1.3 Hygiene for expander definitions

As an expander traverses syntax, it needs to enter new expansion contexts and adjust the library local binding context. And hygiene should treat syntax constructed introduced by templates in the expander similarly to syntax introduced by a macro. The following forms define expand functions with these behaviors.

syntax

(define/hygienic (id arg ...) ctx-type body ...)

 
arg = id
     
ctx-type = #:expression
  | #:definition
Defines a function id with positional arguments arg ... and body body. Invocations of the function enter a new expansion context of the type specified the ctx-type: an expression context, or an internal-definition context.

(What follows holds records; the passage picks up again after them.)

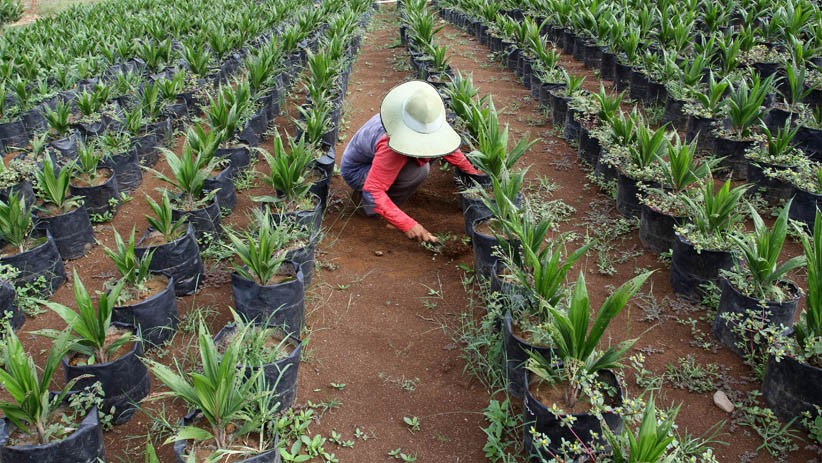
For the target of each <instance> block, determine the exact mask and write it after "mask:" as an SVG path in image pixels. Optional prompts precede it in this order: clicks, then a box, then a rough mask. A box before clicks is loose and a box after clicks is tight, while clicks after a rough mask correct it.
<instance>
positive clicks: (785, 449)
mask: <svg viewBox="0 0 822 463" xmlns="http://www.w3.org/2000/svg"><path fill="white" fill-rule="evenodd" d="M761 395H762V393H761V392H759V391H752V392H750V393H748V397H747V399H746V400H745V401H744V403H743V404H741V406H740V407H739V409H738V410H739V414H740V416H739V418H738V419H737V420H736V424H737V425H739V426H745V427H748V428H750V429H751V430H753V431H754V432H756V434H757V435H759V437H760V438H762V444H761V445H760V446H759V447H757V449H756V450H757V451H760V450H765V451H767V452H768V453H769V454H770V455H771V457H773V458H776V459H777V461H780V462H783V461H788V460H787V458H788V454H789V453H790V452H793V451H795V450H798V449H799V445H797V444H796V441H797V440H801V437H800V435H799V434H798V433H797V431H795V430H794V429H793V428H791V426H792V425H793V422H794V420H795V419H796V418H794V419H793V420H791V421H790V422H788V423H786V424H784V425H783V424H782V423H781V422H780V421H779V419H778V418H777V417H776V415H774V413H773V412H772V411H771V409H770V408H766V407H760V406H759V405H757V404H758V403H759V401H760V396H761Z"/></svg>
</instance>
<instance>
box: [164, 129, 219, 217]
mask: <svg viewBox="0 0 822 463" xmlns="http://www.w3.org/2000/svg"><path fill="white" fill-rule="evenodd" d="M160 150H161V152H162V153H163V156H164V157H165V160H166V162H167V163H168V167H169V170H170V171H171V174H170V175H166V174H163V173H161V172H158V171H156V170H153V169H148V170H150V171H152V172H153V173H154V175H155V176H156V177H157V178H159V179H160V180H162V181H163V182H165V183H167V184H168V185H170V186H171V187H172V188H174V189H175V190H177V192H178V193H179V196H178V197H176V198H175V201H176V202H177V203H178V204H179V206H180V207H181V208H183V209H185V210H189V211H191V210H194V209H196V208H198V207H199V206H201V205H203V204H204V203H207V202H209V201H211V200H212V199H213V198H214V195H215V194H216V191H210V192H206V191H205V183H206V180H207V179H208V178H209V177H211V175H212V171H213V170H214V168H215V167H216V165H217V162H218V161H217V160H216V159H214V158H212V159H209V160H207V161H203V160H200V159H199V158H198V157H197V155H196V154H195V150H194V148H193V147H192V146H191V144H190V143H187V144H186V146H185V147H184V148H183V151H182V153H180V155H179V156H177V154H175V153H174V152H173V151H171V150H169V149H166V148H160Z"/></svg>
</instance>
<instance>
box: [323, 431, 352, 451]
mask: <svg viewBox="0 0 822 463" xmlns="http://www.w3.org/2000/svg"><path fill="white" fill-rule="evenodd" d="M328 441H329V442H331V443H332V444H337V445H338V446H340V447H343V448H353V447H354V439H348V440H343V437H342V434H340V433H338V432H337V431H334V430H332V431H331V437H329V438H328Z"/></svg>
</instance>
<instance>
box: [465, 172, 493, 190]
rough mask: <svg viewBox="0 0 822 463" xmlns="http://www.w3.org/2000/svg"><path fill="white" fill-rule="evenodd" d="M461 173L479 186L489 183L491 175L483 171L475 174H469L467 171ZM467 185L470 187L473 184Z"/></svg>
mask: <svg viewBox="0 0 822 463" xmlns="http://www.w3.org/2000/svg"><path fill="white" fill-rule="evenodd" d="M463 175H465V176H466V177H467V178H469V179H470V180H471V181H473V182H476V183H478V184H479V185H481V186H486V185H490V184H491V177H490V176H488V175H486V174H484V173H482V172H479V173H477V174H469V173H467V172H464V171H463ZM467 186H469V187H471V186H474V185H467Z"/></svg>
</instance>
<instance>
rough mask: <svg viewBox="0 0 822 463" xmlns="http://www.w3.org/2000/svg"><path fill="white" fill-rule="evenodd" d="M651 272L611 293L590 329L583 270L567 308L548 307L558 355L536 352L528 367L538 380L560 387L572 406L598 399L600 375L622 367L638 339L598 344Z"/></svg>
mask: <svg viewBox="0 0 822 463" xmlns="http://www.w3.org/2000/svg"><path fill="white" fill-rule="evenodd" d="M651 273H652V272H645V273H643V274H641V275H639V276H636V277H634V278H632V279H631V280H629V281H627V282H626V283H624V284H623V285H622V286H620V287H619V288H617V289H616V290H615V291H614V292H613V293H612V294H611V295H610V296H608V298H607V299H606V300H605V302H604V303H603V304H602V307H601V308H600V310H599V311H598V313H597V315H596V317H595V318H594V321H593V324H592V325H591V327H590V329H589V327H588V325H589V323H588V321H589V320H590V318H591V306H590V302H589V299H588V290H587V287H586V285H585V277H584V276H583V274H582V273H580V274H579V277H578V278H577V282H576V285H575V286H574V290H573V294H572V295H571V300H570V302H569V304H568V309H567V311H564V310H562V309H559V308H554V307H549V308H548V310H549V311H550V312H551V315H552V317H553V319H554V322H553V323H552V324H550V325H549V336H550V338H551V341H552V346H553V349H554V355H555V357H554V359H546V358H545V357H543V356H542V355H541V354H533V355H532V357H531V359H530V360H529V361H528V363H527V364H526V367H527V368H528V370H529V371H530V372H532V373H533V374H534V375H536V377H537V378H539V382H541V383H545V384H547V385H550V386H551V387H554V388H557V387H558V388H560V389H561V390H560V394H561V397H562V400H563V403H562V405H563V406H565V407H567V408H569V409H572V408H574V407H575V406H576V404H577V402H579V401H580V400H581V399H584V400H589V401H592V400H593V401H595V400H596V396H597V395H598V394H597V391H596V386H597V383H598V382H597V374H598V373H599V372H600V371H603V370H608V369H615V368H619V367H620V362H621V359H622V357H623V356H624V355H625V353H626V352H627V351H628V349H630V348H631V346H633V345H634V343H635V342H636V340H628V341H623V342H621V343H619V344H617V345H616V346H611V347H609V348H607V349H606V350H605V351H599V350H597V346H598V345H599V341H600V340H601V339H602V336H603V335H604V334H605V330H606V329H607V328H608V325H609V324H610V323H611V321H612V320H613V319H614V318H616V316H617V315H619V313H620V312H621V311H622V309H624V308H625V306H626V304H627V303H628V300H629V299H630V298H631V297H632V296H633V295H634V294H636V292H637V291H639V289H640V288H641V287H642V285H643V284H644V283H645V280H647V279H648V277H649V276H650V275H651ZM599 393H600V394H601V393H602V391H599ZM586 396H587V397H586ZM600 398H601V396H600Z"/></svg>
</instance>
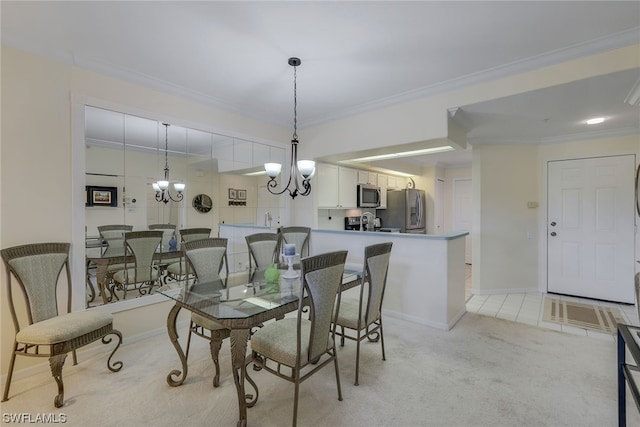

Entering an expression context seals the library local binding context; entering an internal-definition context does not.

Invocations of the function are hygienic in the same way macro applications are hygienic: for syntax-valued arguments and returns, arguments are tagged by a fresh use-site scope tag, and syntax returned from the function that was not part of one of the arguments is tagged with a fresh macro-introduction scope tag.

The expansion context type determines the treatment of use-site scope tags at uses of bind, syntax-local-identfier-as-binding, and syntax-local-introduce-splice within. During expansion in an internal-definition context, the expansion context tracks a set of use-site scopes created during expansion of the context. The operations just mentioned remove use-site scopes present in that set. Entering an expression context resets the set to empty.

syntax

(define/hygienic-metafunction (id id ...) ctx-type body ...)

Like define/hygienic, but wrapped as a template metafunction.

1.4 Hygiene for macro application

Expanders also need to apply macro hygiene when invoking macros, via apply-as-transformer. Macros should expand to forms such as define rather than directly extending the binding context with bind!, so apply-as-transformer seals the binding context.

procedure

(apply-as-transformer proc ctx-type arg ...)  any

  proc : procedure?
  ctx-type : (or/c 'expression 'definition)
  arg : any/c
Calls the function proc with the same expansion context and hygiene behavior as calling a function defined by define/hygienic, except that the "library local binding context" is always sealed.

1.5 Transformer evaluation

procedure

(eval-transformer stx)  any/c

  stx : syntax?
Evaluates stx at phase 1 in the library local binding context.

Useful for implementing forms like let-syntax for a DSL.

1.6 Integrating with Racket’s expander

When a DSL’s syntax has Racket subexpression positions, the DSL expander needs to call the Racket expander via local-expand. The following operations help connect the Racket expansion with the library-managed binding context.

Returns a internal-definition context value corresponding to the current library local binding context, or #f when the library local binding context corresponds to the core local binding context. The return value is suitable as the intdef-ctx argument to local-expand.

procedure

(current-ctx-id)  symbol?

Returns a value suitable for use as the context-v argument to local-expand for internal-definition context expansion.

procedure

(racket-var)  racket-var?

procedure

(racket-var? v)  boolean?

  v : any/c
DSL syntax may bind variables that should be accessible from Racket syntax. Use the racket-var datatype to represent Racket variable bindings in the library local binding context via bind!.

1.7 Disappeared uses and bindings

For DrRacket to provide behaviors such as binding arrows, it needs to know which identifiers act as bindings and references. In the case of DSL code these identifiers may not be present as bindings and references in the program’s compilation to Racket. The bind! and lookup operations automatically record such disappeared uses and disappeared bindings.

DrRacket looks for information about disappeared uses and bindings on syntax in fully-expanded modules (see Syntax Properties that Check Syntax Looks For). This library inserts extra syntax without runtime meaning into the expanded module to carry this information.

2 Defining literals

 (require ee-lib/define) package: ee-lib

Import at phase 0.

syntax

(define-literal-forms literal-set-id message (form-id ...))

Binds each form-id as a macro that raises a syntax error with message message. Binds literal-set-id as a literal set containing the form-ids.